I am the great-grandniece of Helen Keller (1880-1968), and vice president of Education at the Helen Keller Foundation. I was saddened to learn Texas was considering omission of Helen Keller from the required curriculum for third-grade children – even as Time
magazine recently named her one of the 100 most important people of the 20th century. [See "Rewriting History
," Sept. 21.]
Having lost her sight and hearing in infancy from an attack of meningitis, Helen first learned the power of words at age 7 (see The Miracle Worker
). She then became the first blind-deaf person to effectively communicate with the sighted and hearing world.
In so doing, she became an international celebrity from the age of 8, even before the era of mass communication. She was regularly on the front page of newspapers around the world almost until her death in 1968, as she met with every U.S. president and world leaders like Nehru, Churchill, and the Japanese emperor.
Aunt Helen toured 37 countries on five continents promoting accommodations for disabilities by her own stunning example, well before others discovered that any one of us can suffer a disability and remain able in so many ways!

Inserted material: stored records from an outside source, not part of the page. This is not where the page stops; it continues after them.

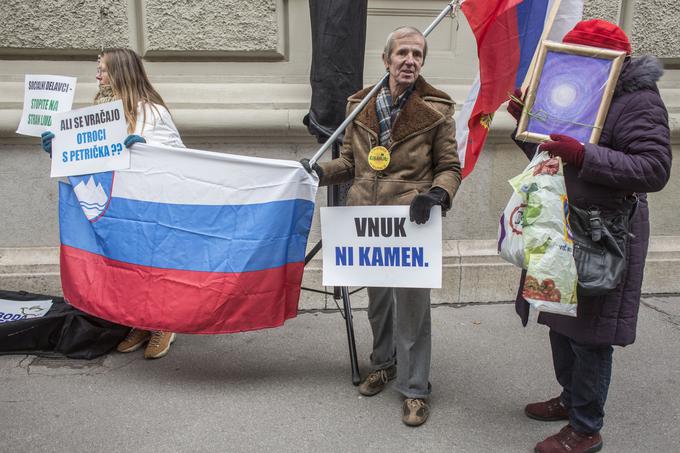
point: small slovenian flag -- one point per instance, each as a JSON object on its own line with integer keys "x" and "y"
{"x": 507, "y": 34}
{"x": 187, "y": 241}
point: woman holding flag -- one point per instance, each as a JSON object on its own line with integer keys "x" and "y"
{"x": 121, "y": 75}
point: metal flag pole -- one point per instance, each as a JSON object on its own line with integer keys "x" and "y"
{"x": 452, "y": 8}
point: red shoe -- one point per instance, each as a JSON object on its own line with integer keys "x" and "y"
{"x": 547, "y": 411}
{"x": 570, "y": 441}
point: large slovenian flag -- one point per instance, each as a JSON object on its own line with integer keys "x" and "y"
{"x": 187, "y": 241}
{"x": 507, "y": 34}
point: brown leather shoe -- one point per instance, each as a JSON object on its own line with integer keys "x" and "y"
{"x": 159, "y": 345}
{"x": 570, "y": 441}
{"x": 547, "y": 411}
{"x": 376, "y": 380}
{"x": 415, "y": 411}
{"x": 134, "y": 340}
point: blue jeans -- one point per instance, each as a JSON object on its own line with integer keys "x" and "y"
{"x": 584, "y": 373}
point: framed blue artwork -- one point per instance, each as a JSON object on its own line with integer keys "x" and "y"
{"x": 570, "y": 92}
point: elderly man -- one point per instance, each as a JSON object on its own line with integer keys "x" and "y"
{"x": 400, "y": 150}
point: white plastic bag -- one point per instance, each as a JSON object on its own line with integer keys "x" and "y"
{"x": 510, "y": 241}
{"x": 551, "y": 279}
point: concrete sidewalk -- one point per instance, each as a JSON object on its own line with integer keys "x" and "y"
{"x": 289, "y": 389}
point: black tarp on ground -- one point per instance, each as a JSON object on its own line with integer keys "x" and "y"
{"x": 338, "y": 43}
{"x": 64, "y": 330}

For over two decades I’ve taught Aunt Helen’s story to elementary school children throughout the U.S., as a form of character education. I’ve often seen the amazing reaction a child has upon learning of little Helen breaking through her sight and hearing barriers with the help of “Teacher” – Annie Sullivan.

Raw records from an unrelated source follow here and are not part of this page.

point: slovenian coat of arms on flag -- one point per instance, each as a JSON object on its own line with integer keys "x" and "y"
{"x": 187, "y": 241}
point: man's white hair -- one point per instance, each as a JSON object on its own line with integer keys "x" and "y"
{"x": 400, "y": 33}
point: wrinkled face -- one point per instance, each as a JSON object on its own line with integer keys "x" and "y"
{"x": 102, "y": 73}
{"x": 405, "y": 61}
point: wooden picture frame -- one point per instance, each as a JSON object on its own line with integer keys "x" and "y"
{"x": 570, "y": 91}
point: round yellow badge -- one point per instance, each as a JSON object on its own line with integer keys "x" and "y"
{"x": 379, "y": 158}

It’s as if they were each with her at the well, when she learned that water had a name, W-A-T-E-R, as all things do. She later called it “the birthday of my soul,” and the children seem to gain from her experience a similar, soul-deep realization that with effort they too can triumph.
Losing this lesson, within two or three generations – or less, children in Texas will have no knowledge of Ms. Keller, even as her remarkable story continues to be taught to children in schools elsewhere, around the world. Your children will become better citizens for taking that most difficult of journeys with Helen Keller in their classrooms to discover that they, too, can succeed in a challenging world. This is the quintessential Texas can-do attitude that other states and nations have come to admire. Please don’t do it. Don’t make this lesson optional. There really is no effective substitute for the children of Texas.